Rader Sidetrack said:


> No, you don't need a screened bottom board.
> 
> And, if you do add a screened bottom board, choose a model that allows the screen to be closed off easily. Then leave the closure board in place.


Many thanks, I will leave the solid board in place then.


----------



## My-smokepole (Apr 14, 2008)

SBB are part of a mite control that some people decide to use. Had them when I started. And moved to solid bottoms. But I follow a lot of the commercial ideas.


----------



## TWall (May 19, 2010)

Put me down as another one moving away from screened bottom boards.

Tom


----------



## hypsin (Feb 13, 2014)

My-smokepole said:


> But I follow a lot of the commercial ideas.


Those seem to be the most efficient, cheapest and simplest ideas heh.

I have moved to all solid boards, migratory covers and top entrances on supers. Makes no difference to bees in 100F+ Texas summers. Cheap, fast to assemble and easy to paint, compared to SBB.

To some extent, SBB may slow down mite infestation but it is not going to prevent a die-out without additional treatment/intervention. So benefits are marginal, at least in my opinion.


----------



## enjambres (Jun 30, 2013)

SBB don't do much, if anything, to control mites. That's just wishful thinking, IMO. (And I have run sticky boards on some hives for a year, counting all the mites that dropped out of the hive every single day. And believe me, it's a drop in the bucket, even in hives that excellent mite management.)

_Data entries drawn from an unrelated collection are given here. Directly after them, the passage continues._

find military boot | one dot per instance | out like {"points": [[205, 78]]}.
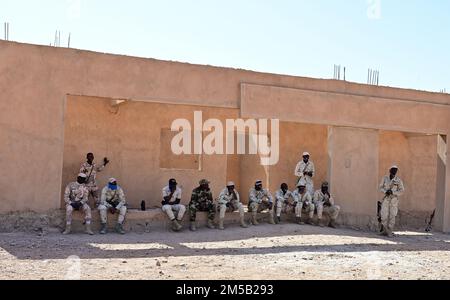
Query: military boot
{"points": [[254, 220], [332, 224], [211, 224], [271, 220], [103, 229], [89, 230], [176, 226], [221, 227], [243, 224], [192, 227], [68, 229], [119, 229]]}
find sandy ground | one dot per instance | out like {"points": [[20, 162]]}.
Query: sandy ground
{"points": [[285, 251]]}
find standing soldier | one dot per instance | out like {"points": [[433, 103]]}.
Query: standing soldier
{"points": [[171, 204], [229, 198], [202, 200], [325, 205], [112, 199], [259, 200], [282, 197], [90, 169], [303, 203], [76, 198], [392, 188], [305, 170]]}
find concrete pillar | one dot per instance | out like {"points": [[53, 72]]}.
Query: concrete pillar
{"points": [[445, 207], [353, 169], [440, 183]]}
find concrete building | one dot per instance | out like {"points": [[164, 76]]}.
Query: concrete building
{"points": [[58, 104]]}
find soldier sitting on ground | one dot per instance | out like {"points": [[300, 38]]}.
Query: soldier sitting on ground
{"points": [[259, 200], [325, 205], [112, 199], [229, 199], [172, 206], [76, 198], [202, 200], [303, 203], [282, 197]]}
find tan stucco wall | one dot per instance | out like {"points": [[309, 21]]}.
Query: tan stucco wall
{"points": [[416, 157], [34, 82]]}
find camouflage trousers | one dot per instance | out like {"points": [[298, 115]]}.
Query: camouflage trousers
{"points": [[306, 208], [389, 210], [331, 211], [255, 207], [202, 206], [234, 205], [104, 214], [171, 210], [93, 193], [85, 208]]}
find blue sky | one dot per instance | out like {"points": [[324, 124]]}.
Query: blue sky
{"points": [[408, 41]]}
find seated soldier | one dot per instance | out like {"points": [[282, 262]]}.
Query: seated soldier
{"points": [[202, 200], [112, 199], [325, 205], [303, 203], [229, 199], [172, 204], [259, 200], [282, 197], [76, 198]]}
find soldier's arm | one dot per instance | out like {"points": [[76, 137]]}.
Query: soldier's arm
{"points": [[382, 188], [67, 195], [252, 196], [103, 198], [297, 170], [401, 189], [269, 196], [312, 169], [85, 196], [121, 198], [177, 197]]}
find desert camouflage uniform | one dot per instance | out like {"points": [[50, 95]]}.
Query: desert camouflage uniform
{"points": [[110, 199], [233, 200], [91, 182], [325, 205], [202, 201], [259, 201], [73, 193], [171, 210], [300, 169], [389, 207], [303, 203], [282, 201]]}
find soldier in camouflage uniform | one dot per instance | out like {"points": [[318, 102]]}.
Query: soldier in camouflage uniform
{"points": [[259, 200], [171, 204], [76, 198], [229, 199], [282, 197], [202, 200], [392, 188], [305, 170], [90, 169], [112, 199], [325, 205], [303, 203]]}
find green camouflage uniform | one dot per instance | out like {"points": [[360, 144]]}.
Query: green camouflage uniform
{"points": [[202, 200]]}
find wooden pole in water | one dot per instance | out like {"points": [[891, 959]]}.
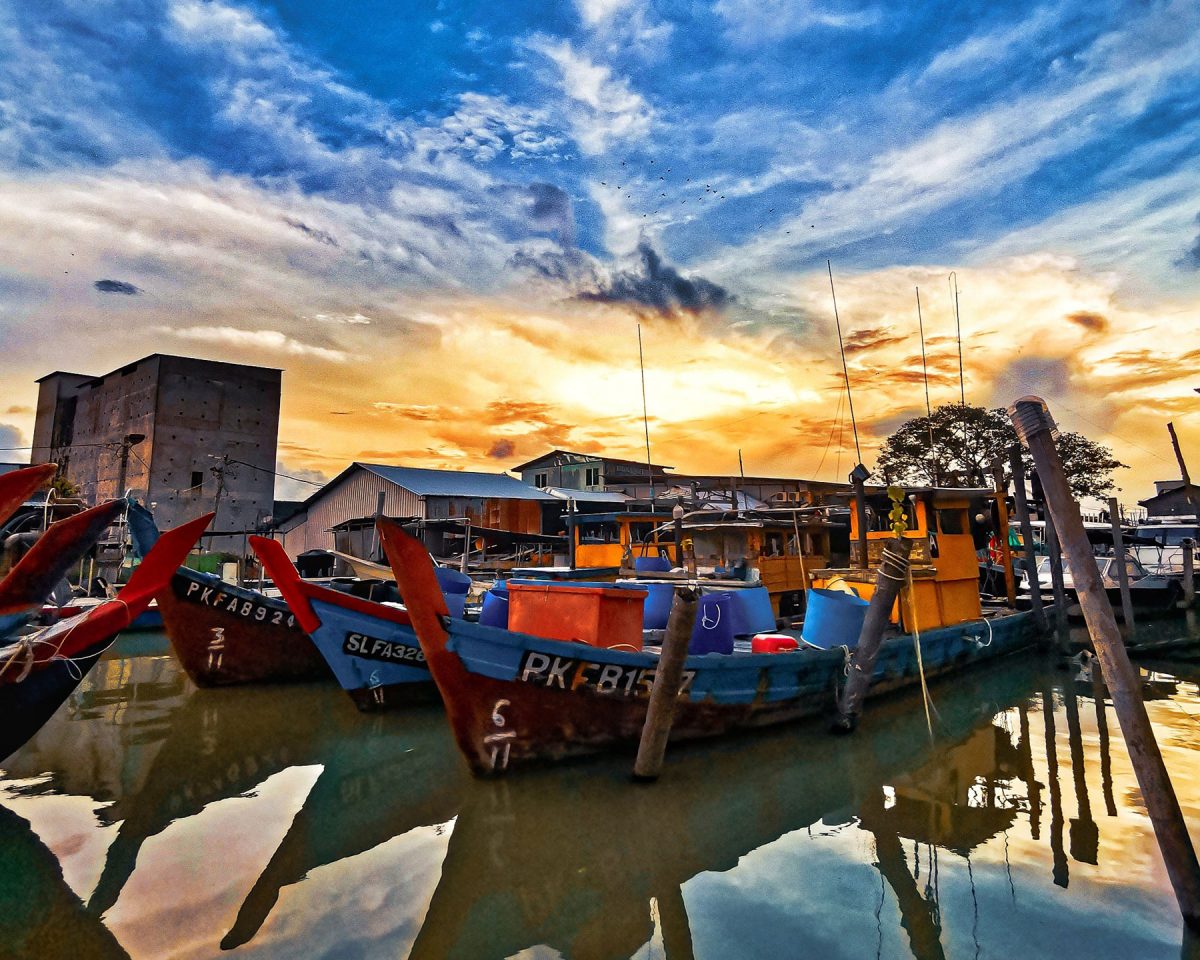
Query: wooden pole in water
{"points": [[665, 691], [1036, 430], [1023, 517], [1006, 551], [1189, 582], [888, 581], [1060, 587], [1122, 568]]}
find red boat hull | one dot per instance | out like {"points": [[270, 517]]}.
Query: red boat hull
{"points": [[226, 635]]}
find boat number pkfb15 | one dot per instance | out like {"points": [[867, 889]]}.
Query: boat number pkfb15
{"points": [[568, 673], [237, 606], [388, 651]]}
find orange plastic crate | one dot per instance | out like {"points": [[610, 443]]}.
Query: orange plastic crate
{"points": [[597, 616]]}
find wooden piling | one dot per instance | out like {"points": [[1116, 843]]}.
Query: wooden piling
{"points": [[1189, 577], [1062, 629], [888, 581], [1036, 430], [1122, 567], [667, 678], [1006, 551], [1023, 517]]}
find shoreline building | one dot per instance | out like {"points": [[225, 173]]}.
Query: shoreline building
{"points": [[184, 435]]}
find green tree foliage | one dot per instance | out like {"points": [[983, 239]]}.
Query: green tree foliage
{"points": [[958, 444]]}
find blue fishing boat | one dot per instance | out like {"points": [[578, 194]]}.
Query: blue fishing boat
{"points": [[370, 646], [514, 697]]}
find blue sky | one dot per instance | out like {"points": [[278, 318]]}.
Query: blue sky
{"points": [[262, 174]]}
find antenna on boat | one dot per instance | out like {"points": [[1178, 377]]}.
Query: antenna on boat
{"points": [[646, 418], [929, 409], [845, 371], [958, 327]]}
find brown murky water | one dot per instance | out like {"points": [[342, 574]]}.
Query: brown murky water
{"points": [[153, 820]]}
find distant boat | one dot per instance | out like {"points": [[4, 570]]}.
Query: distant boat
{"points": [[225, 634], [39, 671]]}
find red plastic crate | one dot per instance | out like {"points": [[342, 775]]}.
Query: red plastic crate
{"points": [[597, 616]]}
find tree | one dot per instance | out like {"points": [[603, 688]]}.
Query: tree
{"points": [[957, 447]]}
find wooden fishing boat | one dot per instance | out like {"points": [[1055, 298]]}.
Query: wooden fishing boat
{"points": [[35, 576], [17, 485], [40, 670], [223, 634], [370, 647], [515, 697]]}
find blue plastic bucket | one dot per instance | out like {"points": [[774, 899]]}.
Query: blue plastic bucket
{"points": [[753, 612], [496, 607], [652, 564], [833, 618], [714, 624], [657, 609]]}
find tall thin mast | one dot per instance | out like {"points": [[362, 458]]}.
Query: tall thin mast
{"points": [[845, 370], [929, 409], [646, 417]]}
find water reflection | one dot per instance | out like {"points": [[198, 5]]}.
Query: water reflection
{"points": [[154, 820]]}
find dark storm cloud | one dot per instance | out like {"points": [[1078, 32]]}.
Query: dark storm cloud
{"points": [[659, 287], [117, 286], [321, 237]]}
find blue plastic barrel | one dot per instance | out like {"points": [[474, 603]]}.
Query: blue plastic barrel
{"points": [[657, 609], [652, 564], [753, 612], [714, 624], [833, 618], [496, 607]]}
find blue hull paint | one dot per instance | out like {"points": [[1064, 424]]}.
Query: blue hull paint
{"points": [[341, 628], [759, 678]]}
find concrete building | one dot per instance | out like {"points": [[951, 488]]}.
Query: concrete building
{"points": [[186, 436], [489, 499]]}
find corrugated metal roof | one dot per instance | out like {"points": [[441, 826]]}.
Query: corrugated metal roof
{"points": [[425, 483]]}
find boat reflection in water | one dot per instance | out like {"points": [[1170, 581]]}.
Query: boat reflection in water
{"points": [[153, 820]]}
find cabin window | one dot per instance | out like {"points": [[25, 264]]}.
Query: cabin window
{"points": [[951, 521]]}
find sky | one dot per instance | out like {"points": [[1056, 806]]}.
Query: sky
{"points": [[448, 221]]}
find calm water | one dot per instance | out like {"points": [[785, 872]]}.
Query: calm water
{"points": [[153, 820]]}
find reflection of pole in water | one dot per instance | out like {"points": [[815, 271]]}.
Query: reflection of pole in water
{"points": [[1061, 871], [917, 916], [676, 928], [1033, 787], [1085, 835], [1102, 726]]}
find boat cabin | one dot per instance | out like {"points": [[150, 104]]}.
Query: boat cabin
{"points": [[762, 546], [943, 562], [617, 540]]}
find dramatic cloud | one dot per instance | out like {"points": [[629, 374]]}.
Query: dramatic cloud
{"points": [[657, 287], [117, 286], [1091, 322]]}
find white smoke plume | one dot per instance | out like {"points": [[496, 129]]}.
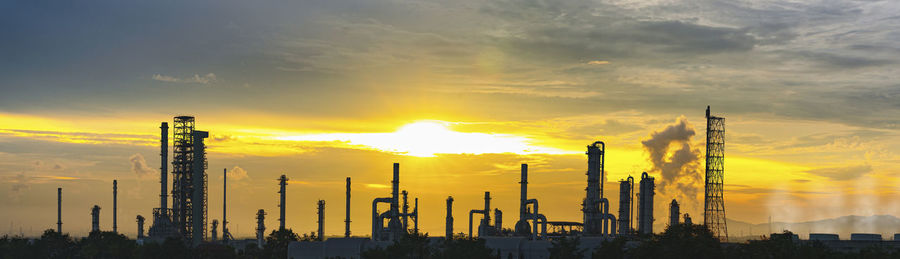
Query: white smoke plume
{"points": [[677, 161], [139, 166]]}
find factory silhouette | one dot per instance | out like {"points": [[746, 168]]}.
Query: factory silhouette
{"points": [[393, 218]]}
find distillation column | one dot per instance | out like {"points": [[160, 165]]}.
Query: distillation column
{"points": [[59, 210], [321, 211], [115, 206], [626, 191], [95, 218], [282, 182], [645, 204], [260, 228], [347, 211], [448, 232]]}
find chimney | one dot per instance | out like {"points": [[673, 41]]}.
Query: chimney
{"points": [[140, 226], [115, 206], [347, 210], [163, 167], [282, 182], [260, 228], [449, 231], [95, 218], [59, 210], [321, 211]]}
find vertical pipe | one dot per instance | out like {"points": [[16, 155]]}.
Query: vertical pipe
{"points": [[347, 211], [405, 217], [523, 196], [282, 182], [449, 224], [224, 203], [321, 212], [59, 210], [163, 166], [115, 206]]}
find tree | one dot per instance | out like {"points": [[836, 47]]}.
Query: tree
{"points": [[680, 241], [565, 247], [277, 243]]}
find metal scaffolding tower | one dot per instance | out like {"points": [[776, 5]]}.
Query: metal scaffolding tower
{"points": [[714, 202]]}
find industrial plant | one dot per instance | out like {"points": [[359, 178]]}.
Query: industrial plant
{"points": [[393, 218]]}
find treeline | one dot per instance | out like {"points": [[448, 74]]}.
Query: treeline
{"points": [[102, 245]]}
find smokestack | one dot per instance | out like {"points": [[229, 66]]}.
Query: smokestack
{"points": [[260, 228], [163, 167], [282, 181], [626, 191], [523, 196], [674, 213], [140, 226], [347, 210], [224, 204], [321, 211], [59, 210], [95, 218], [115, 206], [395, 192], [645, 204], [449, 228], [405, 217]]}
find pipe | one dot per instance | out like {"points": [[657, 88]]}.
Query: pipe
{"points": [[163, 167], [260, 228], [59, 210], [405, 214], [347, 210], [449, 219], [115, 206], [321, 212], [282, 182], [375, 226], [140, 220]]}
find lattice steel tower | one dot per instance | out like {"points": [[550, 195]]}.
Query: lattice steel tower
{"points": [[714, 200]]}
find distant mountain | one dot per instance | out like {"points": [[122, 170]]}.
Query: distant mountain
{"points": [[886, 225]]}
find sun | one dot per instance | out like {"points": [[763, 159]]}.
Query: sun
{"points": [[428, 138]]}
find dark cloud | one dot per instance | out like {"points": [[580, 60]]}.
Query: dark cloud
{"points": [[842, 173]]}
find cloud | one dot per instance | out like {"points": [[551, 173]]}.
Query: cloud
{"points": [[237, 173], [139, 166], [20, 183], [842, 173], [195, 79], [679, 168]]}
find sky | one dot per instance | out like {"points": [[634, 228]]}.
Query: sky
{"points": [[460, 93]]}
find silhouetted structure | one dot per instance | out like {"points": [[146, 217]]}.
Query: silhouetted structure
{"points": [[448, 231], [714, 198], [140, 220], [226, 235], [523, 228], [626, 205], [320, 209], [645, 204], [260, 228], [59, 210], [593, 218], [674, 213], [347, 211], [95, 218], [115, 206], [282, 183], [484, 228], [395, 228], [189, 183], [163, 226]]}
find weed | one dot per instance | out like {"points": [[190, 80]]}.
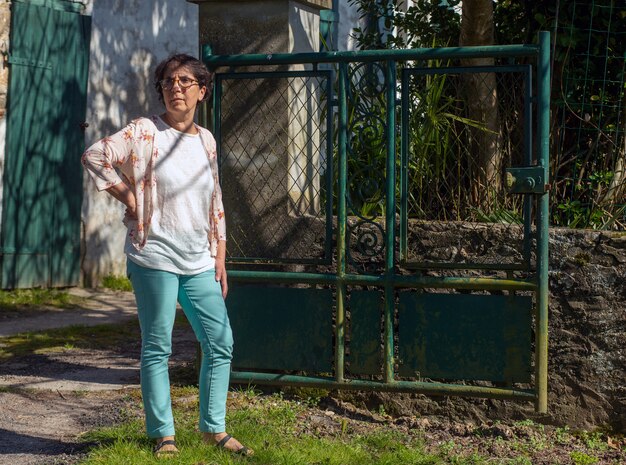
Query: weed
{"points": [[594, 440], [563, 435], [580, 458], [117, 283], [24, 299]]}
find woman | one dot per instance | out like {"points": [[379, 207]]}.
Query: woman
{"points": [[164, 170]]}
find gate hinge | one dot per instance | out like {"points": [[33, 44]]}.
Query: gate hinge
{"points": [[526, 180], [14, 60]]}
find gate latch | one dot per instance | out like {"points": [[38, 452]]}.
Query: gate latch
{"points": [[526, 180]]}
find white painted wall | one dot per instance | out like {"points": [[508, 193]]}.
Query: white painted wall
{"points": [[129, 37]]}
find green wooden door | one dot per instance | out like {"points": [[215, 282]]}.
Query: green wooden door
{"points": [[42, 186]]}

And as Rader Sidetrack, correctly, and frequently, points out the idea that they are effective temperature control mechanisms also misses the mark. 

But they can be useful as a part of year-round mite monitoring method. (Nothing else is available in the winter in northern climates, for instance.) If used correctly, they give acceptable information about when the mites are building up enough to need suppression. In tandem with monthly sugar rolls, weekly sticky board counts offer a rich and reliable way to understand and manage the mites bedeviling your bees. And because new beekeepers often don't have the skills or moxie to do sugar rolls right off, they are an introduction to mite monitoring that's easy to put in place and get started on this essential task. You do';t even have to open the hive to check the mite levels when using sticky boards.

However, I think they also offer a unique, and sometimes startling window on what's happening upstairs in a hive. Because they function as the bee's dumpster, all kinds of info can be learned from studying the trash on the board. At the moment I think they are an underused resource.

Of course no commercial beekeeper, with dozens or hundreds of hives to care will not take the time to study individual boards. But that does not mean a smaller-scale beekeeper might not benefit from doing so. My understanding of the bees' natural history has been deepened and challenged by what I see on my boards. And I feel I am barely scratching the surface of what I see written on them. Mites are just tiny part of that, useful in many circumstances, but nowhere near all the information to be gleaned.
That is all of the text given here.